Страница:
47 из 56
Несколько времени Атауальпа растерянно глядел перед собой; затем он внезапно поднялся и воскликнул:
— Что такое я сделал, что сделали мои дети, что меня должна постигнуть такая участь, да еще из твоих рук? Неужели ты забыл, с каким добросердечием и с какой доверчивостью отнесся к тебе народ мой? А я сам, неужели я недостаточно доказал тебе мои дружественные чувства?
Генерал молчал.
И тут Атауальпа, этот гордый из гордых, сложил руки и стал умолять о даровании ему жизни. Говорил тихо-тихо, сжимая губы, с поникшей головой, с погасшим взором. Его слов я уж не помню, только облик его стоит передо мною, как живой, — неизгладимый и незабвенный. Многие утверждали, будто Франсиско Писарро был так растроган, что не мог сдержать слез. «Я сам, — говорит его брат Педро в одном письме, — видел, как генерал плакал».

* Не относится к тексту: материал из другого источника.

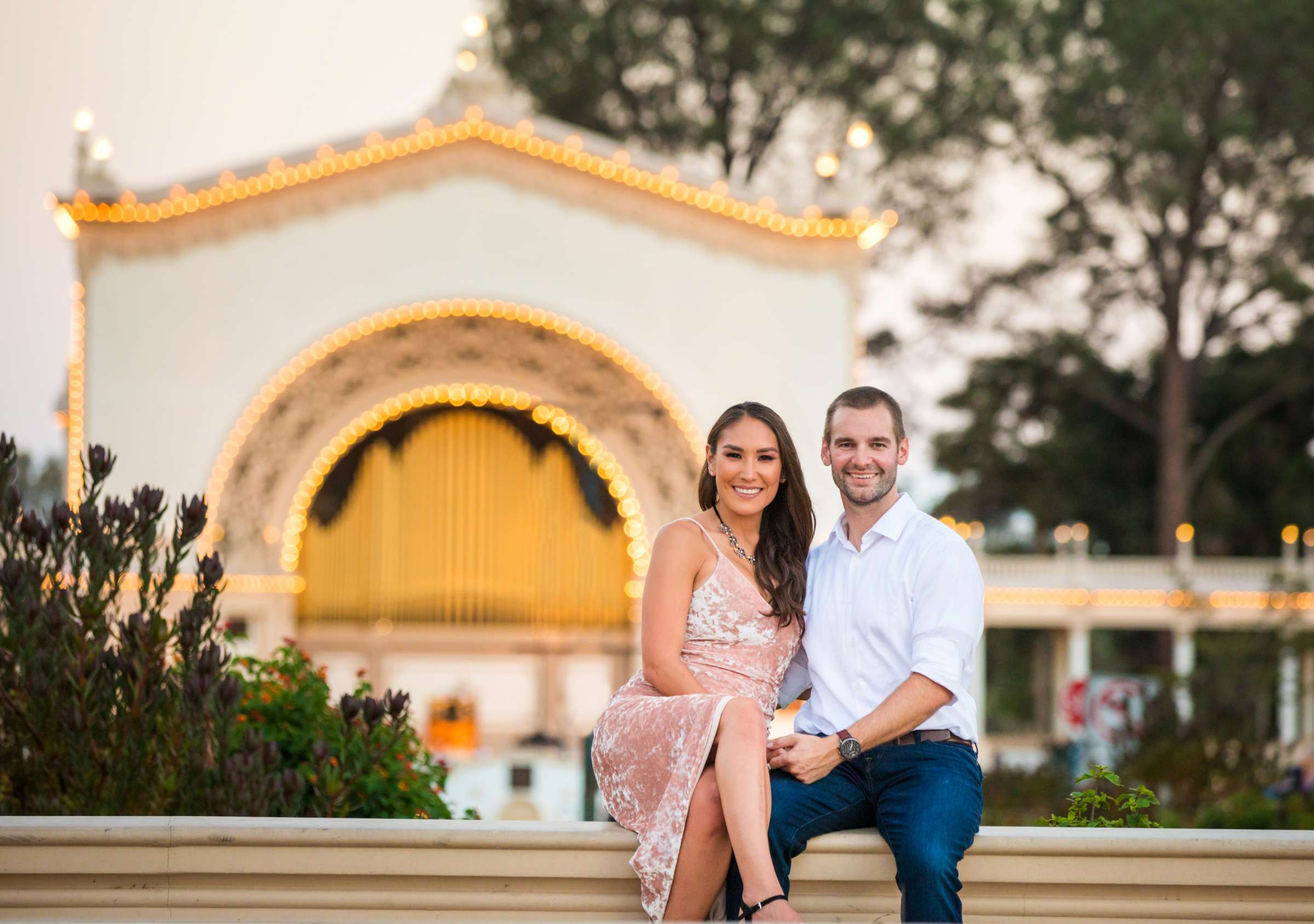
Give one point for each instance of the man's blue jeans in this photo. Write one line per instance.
(925, 800)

Что касается меня, то я не видел ничего подобного. Ведь Инка не нашел у него отклика. Кто растроган и плачет, тот, надо полагать, сознает свою неправоту. А я не видел ничего подобного.
Когда Атауальпа убедился, что бессилен поколебать решение генерала, его охватил мучительный стыд за свое самоунижение. Он сложил руки крестом на груди и погрузился в глубокую думу.
22
Томительное молчание тянулось довольно долго. Потом Атауальпа неожиданно обратился ко мне и сказал на своем ломаном испанском языке, что он слышал об удивительном искусстве письма, которым мы владеем, и хотел бы видеть, как мы это делаем.
Я осведомился у него, чего собственно он желает; тогда он попросил, чтобы я написал какое-нибудь слово на ногте его большого пальца, и пусть мои товарищи прочтут написанное и каждый скажет ему потихоньку — так, чтобы ему одному было слышно, что именно я написал.